Reviewed by Tami Ryan 12/15/2003

I found this to be a very well-written article. Of particular interest to me was the mention of how others manage their way around by means of "tricks". Although my son was very bright (and put into a "gifted" program at one point), and they wanted him to skip a grade, we eventually learned that he had ADD and struggled with the organization of numbers.
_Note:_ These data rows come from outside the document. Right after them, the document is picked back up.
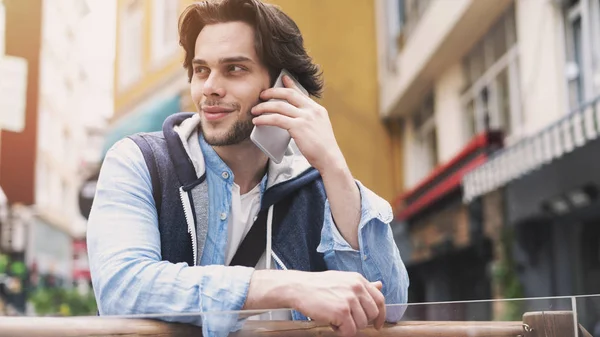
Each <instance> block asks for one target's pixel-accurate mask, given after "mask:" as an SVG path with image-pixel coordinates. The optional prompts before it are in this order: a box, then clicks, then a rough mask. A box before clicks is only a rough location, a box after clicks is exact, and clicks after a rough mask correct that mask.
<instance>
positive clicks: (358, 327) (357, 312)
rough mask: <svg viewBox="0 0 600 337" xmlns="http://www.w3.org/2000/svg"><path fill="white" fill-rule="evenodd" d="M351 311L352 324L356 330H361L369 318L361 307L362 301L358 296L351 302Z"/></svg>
mask: <svg viewBox="0 0 600 337" xmlns="http://www.w3.org/2000/svg"><path fill="white" fill-rule="evenodd" d="M362 297H365V296H362ZM351 311H352V319H353V320H354V325H355V326H356V331H358V330H362V329H364V328H366V327H367V325H369V319H368V318H367V314H366V312H365V310H364V309H363V306H362V303H361V301H360V300H359V299H358V298H356V297H355V298H354V300H353V301H352V304H351Z"/></svg>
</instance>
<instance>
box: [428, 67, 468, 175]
mask: <svg viewBox="0 0 600 337" xmlns="http://www.w3.org/2000/svg"><path fill="white" fill-rule="evenodd" d="M463 85H464V73H463V69H462V64H460V63H457V64H455V65H453V66H451V67H450V68H448V69H447V70H446V71H444V73H442V74H441V75H440V77H439V79H438V80H437V81H436V83H435V121H436V127H437V134H438V161H439V162H440V163H442V164H443V163H445V162H447V161H448V160H450V159H451V158H452V157H454V156H455V155H456V154H457V153H458V152H459V151H460V150H461V149H462V148H463V146H464V145H465V144H466V142H467V141H468V139H466V138H465V136H464V135H465V134H466V131H465V128H466V126H465V125H466V124H465V117H464V112H463V107H462V105H461V102H460V96H461V90H462V88H463Z"/></svg>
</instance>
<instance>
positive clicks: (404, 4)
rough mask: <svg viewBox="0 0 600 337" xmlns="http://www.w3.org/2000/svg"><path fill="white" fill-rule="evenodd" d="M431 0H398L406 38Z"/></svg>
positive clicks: (420, 16) (420, 18)
mask: <svg viewBox="0 0 600 337" xmlns="http://www.w3.org/2000/svg"><path fill="white" fill-rule="evenodd" d="M431 1H432V0H400V1H399V6H400V9H399V10H400V13H402V15H403V16H402V17H401V22H402V23H403V26H402V29H403V30H404V35H405V38H408V36H410V34H411V33H412V32H413V31H414V29H415V27H416V26H417V24H418V23H419V20H420V19H421V17H422V16H423V14H424V13H425V11H426V10H427V7H429V5H430V4H431Z"/></svg>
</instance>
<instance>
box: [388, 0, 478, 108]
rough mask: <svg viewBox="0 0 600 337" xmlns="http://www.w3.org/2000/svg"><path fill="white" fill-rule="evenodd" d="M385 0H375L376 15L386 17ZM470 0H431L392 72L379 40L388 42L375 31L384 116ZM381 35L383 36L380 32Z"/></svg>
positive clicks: (464, 11) (428, 56)
mask: <svg viewBox="0 0 600 337" xmlns="http://www.w3.org/2000/svg"><path fill="white" fill-rule="evenodd" d="M386 1H388V0H378V4H377V6H376V9H377V10H378V11H379V12H380V13H379V16H378V17H379V18H385V17H387V15H386V13H385V11H386V10H389V9H388V8H386V6H385V2H386ZM472 1H474V0H444V1H433V2H432V3H431V5H430V6H429V8H428V9H427V11H426V12H425V13H424V15H423V17H422V18H421V19H420V22H419V25H418V26H417V27H416V29H415V30H414V31H413V32H412V34H411V36H410V38H409V39H408V41H407V43H406V45H405V46H404V48H403V50H402V53H400V54H399V55H398V57H397V59H396V65H395V66H396V69H397V70H396V72H392V71H390V69H389V68H388V67H386V66H385V65H386V64H387V63H388V62H387V61H388V60H387V57H388V55H387V49H386V48H385V46H383V47H382V46H381V45H382V44H385V43H389V42H388V40H386V39H385V38H384V37H383V36H385V34H381V33H380V34H378V35H379V40H378V42H379V46H380V47H379V48H378V53H379V58H378V61H379V63H380V65H382V66H380V67H379V80H380V84H381V86H380V90H379V91H380V113H381V115H382V116H387V115H389V114H390V113H391V110H392V108H393V106H394V104H395V102H396V101H397V99H398V97H399V96H401V95H403V94H404V92H405V91H406V90H407V87H408V86H409V85H410V84H411V83H412V82H413V81H415V80H417V78H418V74H419V72H421V71H422V70H423V68H424V67H425V64H426V63H427V62H428V61H429V59H430V58H432V57H433V55H434V53H435V51H436V50H437V48H438V47H439V45H440V44H441V43H442V42H443V41H444V39H445V37H446V35H447V34H448V32H449V31H450V30H451V29H452V28H453V27H454V26H455V25H456V23H457V22H458V20H459V19H460V18H461V16H462V15H463V14H464V12H465V11H466V10H467V9H468V8H469V6H470V5H471V4H472ZM377 22H379V26H378V30H379V31H380V32H381V31H385V30H386V29H387V27H386V25H385V22H386V21H385V20H377ZM382 35H383V36H382Z"/></svg>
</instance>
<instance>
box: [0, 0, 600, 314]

Thanks for the informative article!
Reviewed by aneeta sundararaj 12/1/2003
Dear Michael,

I have a newphew who is dyslexic and I am sorry to say that members of my extended family are beginning to show signs of ostracising him for no apparent reason. I have tried in vain to explain to them that this is not a terrible condition and it is possible for him to have a 'normal' life - whatever that may be! Thank you very much for sharing your views. I have printed out your article and will show it to them.

I would like to also commend you on your excellent writing abilities and if I may direct you, please visit my website - We are running a short story contest and you never know, you may wish to join!

Good luck and best wishes.
Reviewed by Oirdheirc Mor (Reader) 12/1/2003
Hi Michael
My dyslexic condition did not become diagnosed till I joined the army,
after that point I just adapted to the seemly irreversible condition.

Later when started my own businesses, an essential need
was a secretary with at least a BA in English literature.

I devised strict routines where customers would fill in details
on forms, and refused to fill in forms in front of salespersons
unless they themselves filled the forms in.

Meeting Bank mangers was always a problem.

My letter writing conducted on a dictating machine
then typed up by my secretary and corrected in their
grammar mistakes.

Just over two years ago after losing my business.
I forced to start writing my own letters discovered that
in reading I was missing out words, sentences and whole lines.
Yet if I spoke the words out aloud the problem decreased

In two years my progress has been remarkable, from a starting point of
writing an incomprehensible letter, I am now writing letters of an
acceptable standard (Still with their bad grammar unfortunately)

And in addition am able to compose and write my own poetry,
something I would not have considered possible a few years ago.

I have still not got over my reluctance to reading poetry, but would
listen to it if spoken.

One I discovered early on was the part of the brain
that is active while editing, is not the same part of the brain used
in composing words or poetry.
I sincerely hope that this gives parents with dyslectic children an
understanding the condition has no relation to intellect,
and that ways of adapting to the problem are possible.

Though it would appear the interest given to dyslexic
problems till recently remained minimal, and children just
left to cope as best they could.
In my particular case I have inherited the gene responsible

The biggest problem I faced was to ignore pedants
openly correcting my bad grammar, few ever tried it twice.

An excellent and well needed article.

Oirdheirc Mor

Reviewed by Karen Lynn Vidra, The Texas Tornado 12/1/2003
thank you for sharing this informative write; well done, michael! you have triumphed over your dyslexia; you are living proof that it CAN be overcome! BRAVO!! (((HUGS))) and much love, your texas friend, karen lynn. :D i didn't have dyslexia, per se, but i DID have adhd, and learning disabilities (was a slow learner, also had some physical disabilities with my sight and hearing. i also had speech difficulties, but speech therapy took care of that).